The proving of genuine faith is definitely talked about in scripture, but I just wonder... why didn't James say "you see that a person is shown to be justified by works". He could have easily put it that way, but he put in the most controversial way possible which is why I thought it might be an intentional paradox. (something I read in a commentary that made sense to me)


----------



## Andrew P.C. (Jul 3, 2012)

I think that you misunderstand the previous passages if you come to the conclusion that Paul and James are at odds. Verse 18 describes what faith in Christ brings forth: works. Think about it this way, Christ describes where sin comes from, i.e. the heart. Your heart is full of evil desires. Christ specifically says: "19 For out of the heart come evil thoughts, murder, adultery, sexual immorality, theft, false witness, slander. 20 These are what defile a person" (Matt 15). We see these as acts of what is within man. Man expresses his desire, which is in essence, a lack of faith in Christ. When we sin, as believers, we show lack of faith in Christ as well. Instead of trusting and obeying Christ, we do as we want, rather then as we ought. However, we are distinct from unbelievers outwardly because we show the fruits of the spirit (Gal 5). This would be an outward expression of what has already taken place within the heart, i.e. faith in Christ. This is what Christ meant by telling us that we "may have life and have it abundantly" (Matt 10:10). So, since this is an outward expression of the change and transformation in the heart, we can see that these people are acting out this change. Thus, this is what James meant when he stated this: "14 What good is it, my brothers, if someone says he has faith but does not have works?" Also, he further uses Abraham as the example of a changed man acting upon his transformed heart: "21 Was not Abraham our father justified by works when he offered up his son Isaac on the altar? 22 You see that faith was active along with his works, and faith was completed by his works". Abraham was actively working out his faith from his already transformed heart.

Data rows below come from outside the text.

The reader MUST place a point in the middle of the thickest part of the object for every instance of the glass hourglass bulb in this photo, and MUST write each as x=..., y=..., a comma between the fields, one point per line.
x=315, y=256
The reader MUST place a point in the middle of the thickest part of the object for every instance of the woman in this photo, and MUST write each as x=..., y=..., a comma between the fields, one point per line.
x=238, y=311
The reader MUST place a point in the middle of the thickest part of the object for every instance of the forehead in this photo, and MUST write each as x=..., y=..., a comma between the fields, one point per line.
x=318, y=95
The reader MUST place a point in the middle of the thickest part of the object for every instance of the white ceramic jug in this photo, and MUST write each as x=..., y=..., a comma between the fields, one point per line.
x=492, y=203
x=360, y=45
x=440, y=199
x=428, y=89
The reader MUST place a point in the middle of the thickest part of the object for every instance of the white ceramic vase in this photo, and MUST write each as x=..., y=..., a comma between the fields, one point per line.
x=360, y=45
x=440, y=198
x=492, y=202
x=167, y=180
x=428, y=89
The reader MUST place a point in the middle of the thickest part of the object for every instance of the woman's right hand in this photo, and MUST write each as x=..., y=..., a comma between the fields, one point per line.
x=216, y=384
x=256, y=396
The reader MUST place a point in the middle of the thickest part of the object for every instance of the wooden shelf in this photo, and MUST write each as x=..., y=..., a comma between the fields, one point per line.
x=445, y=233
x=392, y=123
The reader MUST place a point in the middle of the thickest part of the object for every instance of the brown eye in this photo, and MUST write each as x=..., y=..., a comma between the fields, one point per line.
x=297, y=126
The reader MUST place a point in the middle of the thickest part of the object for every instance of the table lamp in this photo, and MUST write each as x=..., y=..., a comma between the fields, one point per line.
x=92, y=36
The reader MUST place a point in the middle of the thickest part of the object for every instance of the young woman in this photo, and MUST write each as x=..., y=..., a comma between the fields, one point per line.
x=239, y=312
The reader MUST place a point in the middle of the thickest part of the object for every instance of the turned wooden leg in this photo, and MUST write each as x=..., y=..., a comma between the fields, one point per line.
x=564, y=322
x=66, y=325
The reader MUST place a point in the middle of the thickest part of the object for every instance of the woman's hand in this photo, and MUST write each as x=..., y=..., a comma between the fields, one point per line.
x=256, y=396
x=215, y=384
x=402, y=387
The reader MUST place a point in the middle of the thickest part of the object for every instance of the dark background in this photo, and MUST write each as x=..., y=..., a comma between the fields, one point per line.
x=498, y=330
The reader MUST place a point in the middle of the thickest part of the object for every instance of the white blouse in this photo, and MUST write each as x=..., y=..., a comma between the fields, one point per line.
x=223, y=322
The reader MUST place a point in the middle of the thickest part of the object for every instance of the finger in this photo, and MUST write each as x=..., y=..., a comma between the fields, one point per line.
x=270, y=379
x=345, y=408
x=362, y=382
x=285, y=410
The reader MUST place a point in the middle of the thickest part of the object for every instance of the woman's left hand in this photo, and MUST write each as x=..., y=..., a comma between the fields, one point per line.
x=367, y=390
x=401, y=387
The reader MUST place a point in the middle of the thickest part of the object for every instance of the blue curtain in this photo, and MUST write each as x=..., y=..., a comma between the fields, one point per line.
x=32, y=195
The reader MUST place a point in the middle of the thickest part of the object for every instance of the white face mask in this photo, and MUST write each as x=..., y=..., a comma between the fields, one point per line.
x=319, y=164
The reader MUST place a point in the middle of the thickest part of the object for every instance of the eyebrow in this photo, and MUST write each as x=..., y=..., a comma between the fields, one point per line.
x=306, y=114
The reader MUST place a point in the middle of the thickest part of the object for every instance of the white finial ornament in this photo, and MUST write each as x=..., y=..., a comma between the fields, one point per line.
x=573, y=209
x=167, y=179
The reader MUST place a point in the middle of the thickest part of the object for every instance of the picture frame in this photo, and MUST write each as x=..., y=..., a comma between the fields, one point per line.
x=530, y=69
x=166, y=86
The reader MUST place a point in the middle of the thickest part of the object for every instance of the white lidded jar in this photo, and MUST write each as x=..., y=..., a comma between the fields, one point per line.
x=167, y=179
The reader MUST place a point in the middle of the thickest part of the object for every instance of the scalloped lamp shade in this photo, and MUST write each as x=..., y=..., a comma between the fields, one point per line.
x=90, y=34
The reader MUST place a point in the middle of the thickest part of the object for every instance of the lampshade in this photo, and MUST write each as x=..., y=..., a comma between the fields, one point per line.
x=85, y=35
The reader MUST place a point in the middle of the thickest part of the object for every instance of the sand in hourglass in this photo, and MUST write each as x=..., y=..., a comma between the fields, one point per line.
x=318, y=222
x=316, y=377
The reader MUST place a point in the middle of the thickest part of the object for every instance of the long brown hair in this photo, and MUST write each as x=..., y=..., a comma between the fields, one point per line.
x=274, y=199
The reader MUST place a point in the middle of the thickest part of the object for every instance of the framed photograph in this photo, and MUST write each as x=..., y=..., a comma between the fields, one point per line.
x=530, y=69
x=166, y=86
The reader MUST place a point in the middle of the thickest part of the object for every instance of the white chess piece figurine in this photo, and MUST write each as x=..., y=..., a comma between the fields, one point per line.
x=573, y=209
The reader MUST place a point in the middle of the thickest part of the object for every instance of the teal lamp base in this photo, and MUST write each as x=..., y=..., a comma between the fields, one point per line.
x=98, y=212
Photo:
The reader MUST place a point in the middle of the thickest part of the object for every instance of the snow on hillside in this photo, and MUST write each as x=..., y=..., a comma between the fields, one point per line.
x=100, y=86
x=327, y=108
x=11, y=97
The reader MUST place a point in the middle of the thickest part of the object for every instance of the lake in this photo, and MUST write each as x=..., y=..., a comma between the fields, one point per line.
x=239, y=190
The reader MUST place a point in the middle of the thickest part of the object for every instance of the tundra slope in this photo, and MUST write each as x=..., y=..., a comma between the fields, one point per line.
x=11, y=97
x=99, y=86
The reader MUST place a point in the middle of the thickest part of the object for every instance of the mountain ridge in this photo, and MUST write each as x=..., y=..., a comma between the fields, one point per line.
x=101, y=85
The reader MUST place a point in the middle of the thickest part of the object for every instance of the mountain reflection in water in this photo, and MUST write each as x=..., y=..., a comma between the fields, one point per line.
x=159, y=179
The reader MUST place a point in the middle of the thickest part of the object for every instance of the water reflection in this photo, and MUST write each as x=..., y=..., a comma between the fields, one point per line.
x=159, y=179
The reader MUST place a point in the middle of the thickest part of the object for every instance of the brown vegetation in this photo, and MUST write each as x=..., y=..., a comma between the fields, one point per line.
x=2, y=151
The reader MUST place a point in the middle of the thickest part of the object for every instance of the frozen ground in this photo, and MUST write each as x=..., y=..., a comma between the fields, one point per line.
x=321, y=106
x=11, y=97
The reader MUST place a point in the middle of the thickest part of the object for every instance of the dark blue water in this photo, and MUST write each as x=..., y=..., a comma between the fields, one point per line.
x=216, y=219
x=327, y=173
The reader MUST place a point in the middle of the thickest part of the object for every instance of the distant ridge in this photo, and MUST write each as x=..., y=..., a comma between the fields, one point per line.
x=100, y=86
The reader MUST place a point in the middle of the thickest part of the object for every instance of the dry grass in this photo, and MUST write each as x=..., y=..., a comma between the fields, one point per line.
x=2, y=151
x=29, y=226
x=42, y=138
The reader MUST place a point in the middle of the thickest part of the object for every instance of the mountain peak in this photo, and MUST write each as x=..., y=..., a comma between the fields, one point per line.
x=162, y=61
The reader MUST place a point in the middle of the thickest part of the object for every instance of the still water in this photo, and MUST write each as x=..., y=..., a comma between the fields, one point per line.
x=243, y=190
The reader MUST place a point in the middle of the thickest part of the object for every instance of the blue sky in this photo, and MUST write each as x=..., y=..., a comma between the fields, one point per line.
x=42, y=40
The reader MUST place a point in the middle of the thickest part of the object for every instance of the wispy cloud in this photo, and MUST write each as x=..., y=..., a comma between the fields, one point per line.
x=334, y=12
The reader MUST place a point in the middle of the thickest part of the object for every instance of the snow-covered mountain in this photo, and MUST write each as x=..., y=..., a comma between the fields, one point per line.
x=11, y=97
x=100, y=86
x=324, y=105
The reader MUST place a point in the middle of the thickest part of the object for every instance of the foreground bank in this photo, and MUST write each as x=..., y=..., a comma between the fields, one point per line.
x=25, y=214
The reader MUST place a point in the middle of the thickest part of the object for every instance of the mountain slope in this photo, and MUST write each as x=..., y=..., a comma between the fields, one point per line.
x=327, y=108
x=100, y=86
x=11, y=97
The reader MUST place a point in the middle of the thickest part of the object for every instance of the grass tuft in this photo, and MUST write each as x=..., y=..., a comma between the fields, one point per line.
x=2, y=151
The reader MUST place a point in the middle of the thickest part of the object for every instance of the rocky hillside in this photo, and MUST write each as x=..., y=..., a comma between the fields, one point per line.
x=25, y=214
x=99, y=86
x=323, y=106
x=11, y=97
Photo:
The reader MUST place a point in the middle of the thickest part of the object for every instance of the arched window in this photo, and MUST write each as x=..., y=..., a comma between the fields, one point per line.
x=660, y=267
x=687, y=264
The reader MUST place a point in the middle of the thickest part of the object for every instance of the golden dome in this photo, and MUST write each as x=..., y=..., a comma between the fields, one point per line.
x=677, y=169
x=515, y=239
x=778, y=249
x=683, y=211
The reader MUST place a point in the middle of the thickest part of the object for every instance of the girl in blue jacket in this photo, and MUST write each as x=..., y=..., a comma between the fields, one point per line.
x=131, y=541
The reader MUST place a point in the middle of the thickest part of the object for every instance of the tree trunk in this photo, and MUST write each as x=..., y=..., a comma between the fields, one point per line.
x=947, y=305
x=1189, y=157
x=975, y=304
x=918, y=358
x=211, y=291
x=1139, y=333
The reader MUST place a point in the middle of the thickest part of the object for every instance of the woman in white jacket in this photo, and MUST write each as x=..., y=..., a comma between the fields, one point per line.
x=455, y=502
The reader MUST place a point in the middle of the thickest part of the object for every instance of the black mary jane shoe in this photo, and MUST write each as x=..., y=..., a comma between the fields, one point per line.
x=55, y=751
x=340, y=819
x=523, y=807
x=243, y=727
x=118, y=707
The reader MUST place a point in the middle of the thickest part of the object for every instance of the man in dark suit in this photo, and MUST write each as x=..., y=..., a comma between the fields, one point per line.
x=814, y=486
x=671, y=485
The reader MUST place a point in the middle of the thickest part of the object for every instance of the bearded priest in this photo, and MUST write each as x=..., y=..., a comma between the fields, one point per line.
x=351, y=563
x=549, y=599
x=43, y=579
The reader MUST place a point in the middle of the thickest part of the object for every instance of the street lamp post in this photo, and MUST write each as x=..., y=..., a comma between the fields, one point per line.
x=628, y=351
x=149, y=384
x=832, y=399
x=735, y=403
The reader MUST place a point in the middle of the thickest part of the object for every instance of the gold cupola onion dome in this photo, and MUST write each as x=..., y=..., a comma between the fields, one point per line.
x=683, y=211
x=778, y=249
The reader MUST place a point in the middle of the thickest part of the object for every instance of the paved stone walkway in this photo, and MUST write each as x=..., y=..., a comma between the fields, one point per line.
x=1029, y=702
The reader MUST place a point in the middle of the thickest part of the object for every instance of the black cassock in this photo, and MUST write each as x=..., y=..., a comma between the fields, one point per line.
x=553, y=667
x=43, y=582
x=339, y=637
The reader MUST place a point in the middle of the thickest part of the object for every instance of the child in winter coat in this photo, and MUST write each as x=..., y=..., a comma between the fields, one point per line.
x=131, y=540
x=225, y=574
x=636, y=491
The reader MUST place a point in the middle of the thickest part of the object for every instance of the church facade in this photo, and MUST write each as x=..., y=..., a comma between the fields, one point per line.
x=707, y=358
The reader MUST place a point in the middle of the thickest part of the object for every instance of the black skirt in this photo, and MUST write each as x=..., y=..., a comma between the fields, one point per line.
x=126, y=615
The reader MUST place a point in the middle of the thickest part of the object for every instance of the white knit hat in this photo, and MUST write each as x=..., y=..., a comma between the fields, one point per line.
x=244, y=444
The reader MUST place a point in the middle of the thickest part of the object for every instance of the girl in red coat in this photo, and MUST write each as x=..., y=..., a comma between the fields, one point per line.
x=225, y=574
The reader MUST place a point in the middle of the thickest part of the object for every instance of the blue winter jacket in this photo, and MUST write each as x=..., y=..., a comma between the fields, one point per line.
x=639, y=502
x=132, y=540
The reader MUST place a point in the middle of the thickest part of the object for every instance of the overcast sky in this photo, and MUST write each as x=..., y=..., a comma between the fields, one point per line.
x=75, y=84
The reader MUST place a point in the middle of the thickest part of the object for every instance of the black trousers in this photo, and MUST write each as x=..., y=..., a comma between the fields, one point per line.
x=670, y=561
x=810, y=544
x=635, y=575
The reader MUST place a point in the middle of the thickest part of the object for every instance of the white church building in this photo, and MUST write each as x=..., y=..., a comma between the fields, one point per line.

I want to leave you this quote from the Reformation Study Bible that, I believe, helps. It's on James 2:24:


> A person in not shown to be just by the mere profession of faith or by having a faith that remains alone. A person is only shown to be just by what he or she does. None of our deeds are worthy of ultimate justification in the sight of God. Only the merit of Christ avails for that kind of justification. Only by trusting in Christ alone can we be made righteous in the sight of God. Here James attacks all forms of antinomianism that seeks to have Jesus as Savior without embracing Him as Lord. Just as Paul demonstrated that trusting in one's own works is deadly, so James teaches that resting on empty or dead faith is deadly.


----------



## NoxNoctum (Jul 3, 2012)

Right, I'm not saying I think that James and Paul are contradicting, but that I think it's strange that James doesn't put it in a way that would make this passage less prone to misunderstanding by simply adding "shown to be justified"/"justification proved" since that is what this passage _has_ to be about. That's what I meant by how it seems to be almost a deliberate paradox, maybe to force the reader to really think about what's he's speaking of?


----------



## Andrew P.C. (Jul 3, 2012)

NoxNoctum said:


> Right, I'm not saying I think that James and Paul are contradicting, but that I think it's strange that James doesn't put it in a way that would make this passage less prone to misunderstanding by simply adding "shown to be justified"/"justification proved" since that is what this passage _has_ to be about. That's what I meant by how it seems to be almost a deliberate paradox, maybe to force the reader to really think about what's he's speaking of?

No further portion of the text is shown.